Habe mir eine Glasplatte anfertigen lassen und oben auf das Gehäuse gesetzt Gummi gelagert Wo Ich den Deckel aufgeschnitten hatte um besser die Abwärme vom Radiator abzuführen.


----------



## Einwegkartoffel (16. Februar 2020)

*AW: Dark Base 700 Custom für besseren Airflow vom Top-Radiator*

Hat es sich denn auch gelohnt?


----------



## Dirty87Harry (16. Februar 2020)

*AW: Dark Base 700 Custom für besseren Airflow vom Top-Radiator*

Ja 5-10 grad im Schnitt Kühler


----------



## xlOrDsNaKex (29. April 2020)

Hammer! Gute Arbeit. Wie hast du das Blech rausgetrennt?


----------



## Dirty87Harry (29. April 2020)

Hallo,

den Deckel ausbauen, mit Tapezierklebeband alles abkleben, die Glasplatte drauf halten die 4 Bohrungen anzeichnen, ausmessen, anzeichnen die 4 Ecken vorbohren dann mit dem Winkelschneider ausschneiden, den Grad mit der Pfeile entfernen und alles Silberne nach lackieren.

5 mm Gummi Unterlegscheiben M5
M5 schrauben ca. 30 mm 
M5 Sicherheits Muttern

die Löcher im Deckel am besten auf M6 aufbohren dann hat etwas Spielraum.

Mit dem Winkelschneider aufpassen das Zieht sich ist weich wie Butter.

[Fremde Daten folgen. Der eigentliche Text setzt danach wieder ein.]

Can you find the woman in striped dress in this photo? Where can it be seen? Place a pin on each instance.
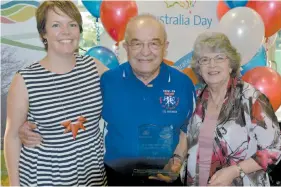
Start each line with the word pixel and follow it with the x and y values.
pixel 61 95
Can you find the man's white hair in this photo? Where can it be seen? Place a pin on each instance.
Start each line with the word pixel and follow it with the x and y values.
pixel 146 16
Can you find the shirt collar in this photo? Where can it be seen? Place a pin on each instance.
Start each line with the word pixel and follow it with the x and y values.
pixel 164 74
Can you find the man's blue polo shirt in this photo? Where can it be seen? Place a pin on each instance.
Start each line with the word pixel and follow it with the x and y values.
pixel 167 101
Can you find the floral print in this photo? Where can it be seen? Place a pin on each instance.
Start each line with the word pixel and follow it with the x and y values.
pixel 246 128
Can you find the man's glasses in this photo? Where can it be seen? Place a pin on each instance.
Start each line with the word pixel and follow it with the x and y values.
pixel 153 45
pixel 217 59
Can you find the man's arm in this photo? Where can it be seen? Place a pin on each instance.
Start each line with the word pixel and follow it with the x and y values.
pixel 181 148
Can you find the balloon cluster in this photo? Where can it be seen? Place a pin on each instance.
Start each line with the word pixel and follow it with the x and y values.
pixel 114 16
pixel 252 28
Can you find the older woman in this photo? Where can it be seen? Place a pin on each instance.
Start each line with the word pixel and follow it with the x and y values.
pixel 233 135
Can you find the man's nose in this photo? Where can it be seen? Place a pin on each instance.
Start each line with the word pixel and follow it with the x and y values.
pixel 145 50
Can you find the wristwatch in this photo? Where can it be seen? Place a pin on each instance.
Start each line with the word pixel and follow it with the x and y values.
pixel 241 172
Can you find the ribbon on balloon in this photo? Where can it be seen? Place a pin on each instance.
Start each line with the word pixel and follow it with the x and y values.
pixel 104 55
pixel 259 60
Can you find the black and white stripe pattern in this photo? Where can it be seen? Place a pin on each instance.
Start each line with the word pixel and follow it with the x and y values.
pixel 54 98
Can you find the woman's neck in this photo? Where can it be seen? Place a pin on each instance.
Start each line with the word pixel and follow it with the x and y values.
pixel 58 64
pixel 218 91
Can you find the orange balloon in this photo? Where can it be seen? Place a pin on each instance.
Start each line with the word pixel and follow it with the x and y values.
pixel 115 16
pixel 222 8
pixel 268 82
pixel 191 74
pixel 168 62
pixel 270 11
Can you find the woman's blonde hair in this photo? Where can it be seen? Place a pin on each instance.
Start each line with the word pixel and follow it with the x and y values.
pixel 218 43
pixel 67 7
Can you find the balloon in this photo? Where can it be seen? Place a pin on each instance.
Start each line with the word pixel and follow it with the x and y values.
pixel 258 60
pixel 93 7
pixel 270 41
pixel 245 29
pixel 115 16
pixel 104 55
pixel 222 8
pixel 184 61
pixel 235 3
pixel 268 82
pixel 108 42
pixel 191 75
pixel 270 11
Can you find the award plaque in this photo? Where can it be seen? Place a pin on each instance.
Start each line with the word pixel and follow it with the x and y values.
pixel 155 147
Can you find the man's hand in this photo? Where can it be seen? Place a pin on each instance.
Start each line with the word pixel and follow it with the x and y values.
pixel 173 167
pixel 224 177
pixel 27 136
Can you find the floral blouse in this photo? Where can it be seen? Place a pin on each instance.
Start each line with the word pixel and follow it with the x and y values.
pixel 247 127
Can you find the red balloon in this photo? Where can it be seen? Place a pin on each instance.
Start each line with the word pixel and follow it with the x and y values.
pixel 270 11
pixel 268 82
pixel 115 16
pixel 222 8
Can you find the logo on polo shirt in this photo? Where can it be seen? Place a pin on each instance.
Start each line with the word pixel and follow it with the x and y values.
pixel 169 101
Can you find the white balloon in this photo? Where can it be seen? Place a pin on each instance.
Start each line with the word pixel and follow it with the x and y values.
pixel 270 41
pixel 106 41
pixel 245 30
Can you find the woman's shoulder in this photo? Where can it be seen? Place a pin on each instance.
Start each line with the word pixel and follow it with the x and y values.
pixel 34 66
pixel 249 92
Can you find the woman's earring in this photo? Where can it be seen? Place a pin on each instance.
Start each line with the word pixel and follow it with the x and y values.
pixel 45 41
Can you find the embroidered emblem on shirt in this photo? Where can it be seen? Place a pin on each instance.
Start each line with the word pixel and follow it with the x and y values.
pixel 169 101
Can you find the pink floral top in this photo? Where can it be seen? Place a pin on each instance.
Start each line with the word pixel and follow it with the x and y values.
pixel 247 127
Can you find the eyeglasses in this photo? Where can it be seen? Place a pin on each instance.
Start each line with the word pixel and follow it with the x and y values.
pixel 217 59
pixel 153 45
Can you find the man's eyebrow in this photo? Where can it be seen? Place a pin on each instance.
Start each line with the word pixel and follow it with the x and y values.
pixel 134 40
pixel 156 39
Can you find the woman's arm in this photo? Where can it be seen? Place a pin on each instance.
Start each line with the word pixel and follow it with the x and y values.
pixel 267 133
pixel 101 68
pixel 17 108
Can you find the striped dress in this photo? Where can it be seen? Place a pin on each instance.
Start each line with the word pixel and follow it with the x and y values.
pixel 53 98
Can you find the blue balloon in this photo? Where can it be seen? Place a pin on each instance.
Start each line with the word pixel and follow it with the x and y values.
pixel 93 7
pixel 235 3
pixel 184 61
pixel 104 55
pixel 258 60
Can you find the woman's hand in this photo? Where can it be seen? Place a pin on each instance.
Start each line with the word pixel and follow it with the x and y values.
pixel 172 168
pixel 224 177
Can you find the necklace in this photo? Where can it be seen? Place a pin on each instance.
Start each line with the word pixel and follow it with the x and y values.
pixel 68 124
pixel 217 105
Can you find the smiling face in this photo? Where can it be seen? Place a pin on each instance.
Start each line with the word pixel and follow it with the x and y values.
pixel 62 33
pixel 214 68
pixel 145 46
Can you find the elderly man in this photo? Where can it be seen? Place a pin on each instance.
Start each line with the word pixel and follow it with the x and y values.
pixel 145 105
pixel 142 97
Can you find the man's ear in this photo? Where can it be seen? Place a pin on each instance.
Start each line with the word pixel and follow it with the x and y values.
pixel 125 45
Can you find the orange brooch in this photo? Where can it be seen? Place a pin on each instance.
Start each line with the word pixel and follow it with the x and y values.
pixel 74 127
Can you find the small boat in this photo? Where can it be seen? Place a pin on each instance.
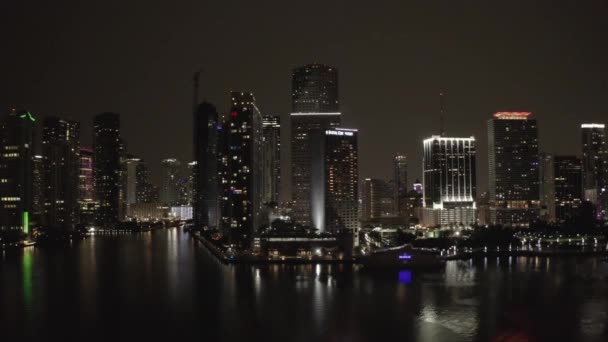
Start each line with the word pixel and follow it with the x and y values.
pixel 407 257
pixel 27 243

Ich hoffe Ich konnte dir behilflich sein.


----------



## Dirty87Harry (4. Januar 2021)

Bessere Kühlung


----------



## Dirty87Harry (6. Juni 2022)

Man könnte sogar noch einen zweiten 140er unten  montieren Leider sind die Anschlüsse vom Mainboard im weg  ca. 1 cm müsste die Lüfter montage richtung Scheibe Wandern


----------